東芝クライアントソリューションの覚道清文社長

 dynaEdgeは、ポケットに入る手のひらサイズのデバイスで、重量は310gと軽量化しているのが特徴。Windows 10 Proを搭載しており、筐体の側面には衝撃を吸収するラバーバンドを施したことで、様々な現場でも活用できる堅牢設計を実現している。

 また、本体には、指紋センサーを搭載し、利用者を識別することができるセキュアな利用環境を実現しているほか、起動状態やネットワーク接続状況を光で知らせる電源スイッチを搭載するなど、現場での使い勝手にこだわっている。

dynaEdge DE100
dynaEdgeの概要

 「これは現場における働き方をサポートする製品であり、当社が打ち出すモバイルエッジコンピューティングのコンセプトに合致した製品。ダイナブックで培ってきた高密度実装技術をベースに開発した。現場でのリアルタイム処理に加えて、クラウド処理を最適に協調させ、生産性向上に貢献するデバイスになる」とした。

 さらに、dynaEdgeと連携させるインテリジェントビューワ「AR100」ついても、初めて言及。近日発表することを明らかにした。

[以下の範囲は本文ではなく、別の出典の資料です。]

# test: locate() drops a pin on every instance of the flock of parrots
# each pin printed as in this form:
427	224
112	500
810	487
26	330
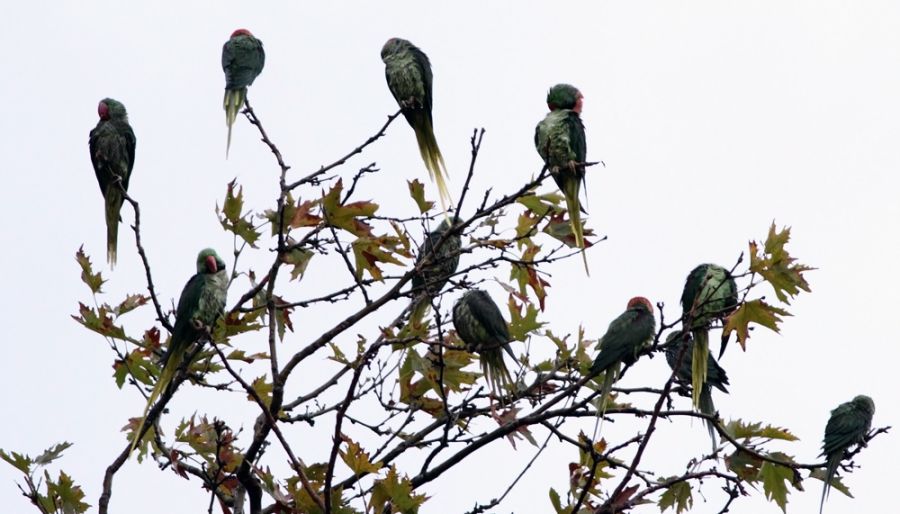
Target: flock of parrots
710	292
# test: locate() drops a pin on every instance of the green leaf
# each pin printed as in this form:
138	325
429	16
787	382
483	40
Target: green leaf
417	192
397	493
17	460
777	266
740	430
345	216
93	280
522	325
357	459
677	496
775	479
754	311
67	497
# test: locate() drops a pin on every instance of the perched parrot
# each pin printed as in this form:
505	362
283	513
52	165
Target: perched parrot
409	78
625	338
202	302
715	375
848	425
112	153
559	139
443	261
710	293
243	58
480	325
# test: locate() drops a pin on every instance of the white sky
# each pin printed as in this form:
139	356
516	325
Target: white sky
713	118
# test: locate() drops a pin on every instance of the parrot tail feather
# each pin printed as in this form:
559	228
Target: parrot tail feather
431	155
707	407
165	378
114	201
699	364
573	205
234	99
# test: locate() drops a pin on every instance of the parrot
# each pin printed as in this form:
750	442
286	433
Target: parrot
709	293
560	141
715	375
201	304
626	337
432	277
408	73
112	144
243	59
848	425
480	325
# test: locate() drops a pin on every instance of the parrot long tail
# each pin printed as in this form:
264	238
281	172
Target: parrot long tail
573	205
431	154
608	380
830	472
699	364
707	407
234	99
165	377
114	201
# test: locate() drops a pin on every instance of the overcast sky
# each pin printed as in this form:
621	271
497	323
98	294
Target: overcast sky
713	119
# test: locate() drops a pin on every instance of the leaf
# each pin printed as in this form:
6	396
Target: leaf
754	311
777	266
93	280
417	192
231	218
370	251
521	325
737	429
773	478
357	459
345	216
130	303
66	496
397	493
677	496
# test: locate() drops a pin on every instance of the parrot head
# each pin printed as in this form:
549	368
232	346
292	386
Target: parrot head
208	261
639	302
865	404
564	96
241	32
111	109
394	46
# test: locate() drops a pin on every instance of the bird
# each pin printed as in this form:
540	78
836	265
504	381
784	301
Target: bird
481	327
201	304
710	293
715	374
112	144
848	425
443	259
560	141
243	58
627	335
409	77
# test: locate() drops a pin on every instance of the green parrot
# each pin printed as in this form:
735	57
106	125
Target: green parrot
715	375
409	78
432	277
243	58
560	141
111	144
626	337
848	425
202	302
480	325
710	293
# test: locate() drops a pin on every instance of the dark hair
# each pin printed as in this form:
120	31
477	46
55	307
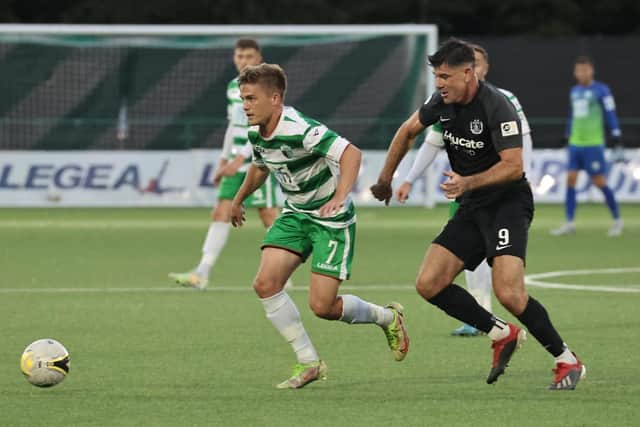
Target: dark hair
482	51
584	59
453	52
246	43
271	76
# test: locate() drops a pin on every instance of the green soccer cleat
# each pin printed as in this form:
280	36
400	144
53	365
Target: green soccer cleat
396	332
189	280
305	373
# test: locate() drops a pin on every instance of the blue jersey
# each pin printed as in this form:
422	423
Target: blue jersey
590	108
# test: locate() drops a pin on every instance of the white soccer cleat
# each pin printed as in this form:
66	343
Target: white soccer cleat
566	228
190	280
616	228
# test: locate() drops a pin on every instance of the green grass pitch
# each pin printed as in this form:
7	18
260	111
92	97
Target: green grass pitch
146	353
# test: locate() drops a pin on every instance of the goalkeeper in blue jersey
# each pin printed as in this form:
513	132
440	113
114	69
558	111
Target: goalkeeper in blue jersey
591	107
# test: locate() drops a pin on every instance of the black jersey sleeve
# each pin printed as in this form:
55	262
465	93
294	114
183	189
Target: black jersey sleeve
430	111
506	129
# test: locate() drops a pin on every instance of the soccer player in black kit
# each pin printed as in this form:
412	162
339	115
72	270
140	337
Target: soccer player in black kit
481	131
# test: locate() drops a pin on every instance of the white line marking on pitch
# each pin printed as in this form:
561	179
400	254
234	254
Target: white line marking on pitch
533	280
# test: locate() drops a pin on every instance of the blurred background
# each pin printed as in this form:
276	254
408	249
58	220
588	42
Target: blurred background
130	86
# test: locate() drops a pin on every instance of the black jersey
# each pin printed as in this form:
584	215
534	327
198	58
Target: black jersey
474	134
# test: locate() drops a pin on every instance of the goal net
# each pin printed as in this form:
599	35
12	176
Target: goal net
65	87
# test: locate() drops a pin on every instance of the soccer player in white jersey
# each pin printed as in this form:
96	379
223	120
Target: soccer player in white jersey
479	280
231	170
316	169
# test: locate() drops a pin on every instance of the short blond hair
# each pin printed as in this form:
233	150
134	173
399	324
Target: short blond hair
270	76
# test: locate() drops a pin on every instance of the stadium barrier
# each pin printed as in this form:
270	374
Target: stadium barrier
183	178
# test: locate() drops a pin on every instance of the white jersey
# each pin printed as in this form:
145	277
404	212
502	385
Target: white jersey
304	156
236	142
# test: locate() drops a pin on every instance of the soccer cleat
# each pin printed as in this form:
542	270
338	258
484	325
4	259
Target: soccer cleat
616	228
396	332
305	373
503	350
190	280
566	228
466	331
568	375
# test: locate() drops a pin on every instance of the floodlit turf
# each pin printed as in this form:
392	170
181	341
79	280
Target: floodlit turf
146	353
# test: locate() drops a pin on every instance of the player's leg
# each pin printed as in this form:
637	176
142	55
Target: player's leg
479	285
596	168
333	251
461	244
467	330
285	247
576	162
217	235
508	235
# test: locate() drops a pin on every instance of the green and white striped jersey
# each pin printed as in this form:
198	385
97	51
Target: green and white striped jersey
235	139
304	156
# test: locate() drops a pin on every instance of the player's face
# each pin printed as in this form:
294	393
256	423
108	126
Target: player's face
244	57
452	82
259	103
583	74
481	66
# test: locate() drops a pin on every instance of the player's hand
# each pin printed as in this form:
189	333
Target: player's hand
617	152
454	186
382	191
402	193
330	208
237	215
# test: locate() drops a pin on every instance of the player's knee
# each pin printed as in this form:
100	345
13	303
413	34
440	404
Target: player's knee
428	286
512	298
265	287
322	309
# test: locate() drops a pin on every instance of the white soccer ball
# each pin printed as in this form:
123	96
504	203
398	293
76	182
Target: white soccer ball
45	362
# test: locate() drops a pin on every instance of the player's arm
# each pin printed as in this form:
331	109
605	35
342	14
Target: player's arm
425	156
256	176
404	138
349	168
609	107
567	130
509	168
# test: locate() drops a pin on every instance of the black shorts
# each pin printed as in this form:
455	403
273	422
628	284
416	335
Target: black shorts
500	228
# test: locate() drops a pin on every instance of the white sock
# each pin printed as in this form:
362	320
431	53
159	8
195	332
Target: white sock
566	357
284	315
479	284
356	310
213	245
499	330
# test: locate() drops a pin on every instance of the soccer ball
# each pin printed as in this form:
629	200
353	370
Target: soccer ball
45	362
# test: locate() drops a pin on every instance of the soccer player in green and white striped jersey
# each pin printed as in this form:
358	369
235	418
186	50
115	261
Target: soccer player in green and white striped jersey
232	168
316	169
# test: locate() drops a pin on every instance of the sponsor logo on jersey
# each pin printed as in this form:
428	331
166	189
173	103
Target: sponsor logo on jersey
325	266
458	141
476	127
286	151
509	128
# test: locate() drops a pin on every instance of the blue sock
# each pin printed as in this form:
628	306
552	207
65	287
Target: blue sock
611	201
570	204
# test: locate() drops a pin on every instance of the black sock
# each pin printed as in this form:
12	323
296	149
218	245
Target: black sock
458	303
537	321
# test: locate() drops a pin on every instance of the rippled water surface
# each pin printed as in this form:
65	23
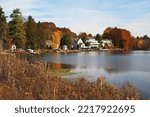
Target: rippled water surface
117	67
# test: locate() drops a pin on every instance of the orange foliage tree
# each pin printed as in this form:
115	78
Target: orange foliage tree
121	38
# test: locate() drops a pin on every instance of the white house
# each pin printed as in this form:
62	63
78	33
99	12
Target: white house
82	46
107	42
64	47
79	41
13	48
93	43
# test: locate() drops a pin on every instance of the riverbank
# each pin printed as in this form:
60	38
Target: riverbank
21	80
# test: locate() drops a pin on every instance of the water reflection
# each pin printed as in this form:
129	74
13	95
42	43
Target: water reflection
117	67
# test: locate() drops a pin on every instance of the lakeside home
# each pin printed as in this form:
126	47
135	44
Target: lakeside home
93	43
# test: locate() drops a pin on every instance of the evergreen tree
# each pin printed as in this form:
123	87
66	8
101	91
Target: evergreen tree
3	25
31	33
17	28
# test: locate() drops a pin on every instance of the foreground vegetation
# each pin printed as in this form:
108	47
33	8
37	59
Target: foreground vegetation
25	80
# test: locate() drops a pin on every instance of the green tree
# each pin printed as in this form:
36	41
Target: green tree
3	25
42	34
17	28
31	33
65	40
98	38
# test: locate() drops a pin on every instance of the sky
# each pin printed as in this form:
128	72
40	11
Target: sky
91	16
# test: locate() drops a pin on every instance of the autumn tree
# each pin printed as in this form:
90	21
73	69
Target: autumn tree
3	25
17	28
121	38
83	36
65	40
98	37
31	33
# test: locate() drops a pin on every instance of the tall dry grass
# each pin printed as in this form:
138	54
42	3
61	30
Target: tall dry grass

 「dynaEdgeとインテリジェントビューワの2つのデバイスの組み合わせによって、AR(拡張現実)を実現。dynaEdgeグラスソリューションとして提供できる。作業者を、視覚および聴覚の面からサポートし、ハンズフリーでのメンテナンス業務の実現や、物流倉庫でのピッキング、警備や医療現場での活用を想定している。dynaEdgeが持つネットワーク機能を生かして、現場作業を遠隔から支援することも可能になり、支援内容をインテリジェントビューワに表示することもできる。流動的な人材活用、高度な技術供与も可能になるデバイスだ」と位置づけた。

 説明のなかで、東芝クライアントソリューションの覚道社長は、具体的な事例を、ビデオを通じて紹介した。

 現場のメンテナンス作業では、インテリジェントビューワに、メンテナンス作業の対象となる部分などを現実世界に重ねて文字やアイコンなどで表示することで、マニュアルなしでも正確な作業を可能にする。「ハンズフリーでの作業効率の向上が図れるほか、現場作業で問題が発生した場合には、遠隔支援によって、センターからリアルタイムで、現場をサポートすることが可能」だという。

メンテナンス現場での活用事例

 また、物流倉庫においては、目的の商品が置かれている棚までを誘導。対象物を探し出す時間を削減し、作業効率を向上したり、インテリジェントビューワによるバーコードスキャンによって、個体を認識し、作業の正確性を高めたりできる。これらの作業は、ハンズフリーで行なえるため作業効率も向上するという。

物流倉庫での活用事例

 東芝クライアントソリューションの覚道社長は、「過去1年間にわたって、直販部門を中心に400件以上の企業ユーザーを訪問し説明を行なった結果、実証実験の引き合いなどが出ている。当社としては、ひじょうに手応えを感じている。パートナー各社にも、新たな商材として広く活用してもらえるだろう。現場の生産性向上に向けた新たなビジネスモデルを創出できると考えており、これから訪れるモバイルエッジコンピューティング時代を、パートナー各社と一緒に切り拓いていきたい」と語った。

 さらに、「dynaEdgeは、現場での活用だけでなく、オフィスでも活用できる」とし、dynaEdgeに搭載しているネットワーク機能やセンサー機能を活用することで、ディスプレイをホワイトボード化したり、会議参加者の資料をワイヤレス表示したりといった活用のほか、ディスプレイの裏側にdynaEdgeは配置することで、省スペースデスクトップとしての活用も可能になり、「ミーティングの効率化や、省スペース化にも貢献できる」(東芝クライアントソリューションの覚道社長)とした。

 覚道社長は、「労働力減少、少子高齢化、後継者不足といった課題があるなかで、社会課題と生産性向上、働き方を改革することができるのはPCだけには留まらない。東芝は、モバイルデバイスの活用を社内から社外へ、さらに現場へと拡大することで、モバイルエッジコンピューティングの拡大に取り組む」として、モバイルエッジコンピューティングデバイスとインテリジェントビューワという新たな形状のデバイスによる事業展開を加速する姿勢を示した。

 東芝クライアントソリューションは、2016年4月に、東芝のPC事業と、東芝のITソリューション子会社の東芝情報機器を母体に設立。国内および海外のPC、システムソリューション商品の開発、製造、販売、サポートなどの事業を担当している。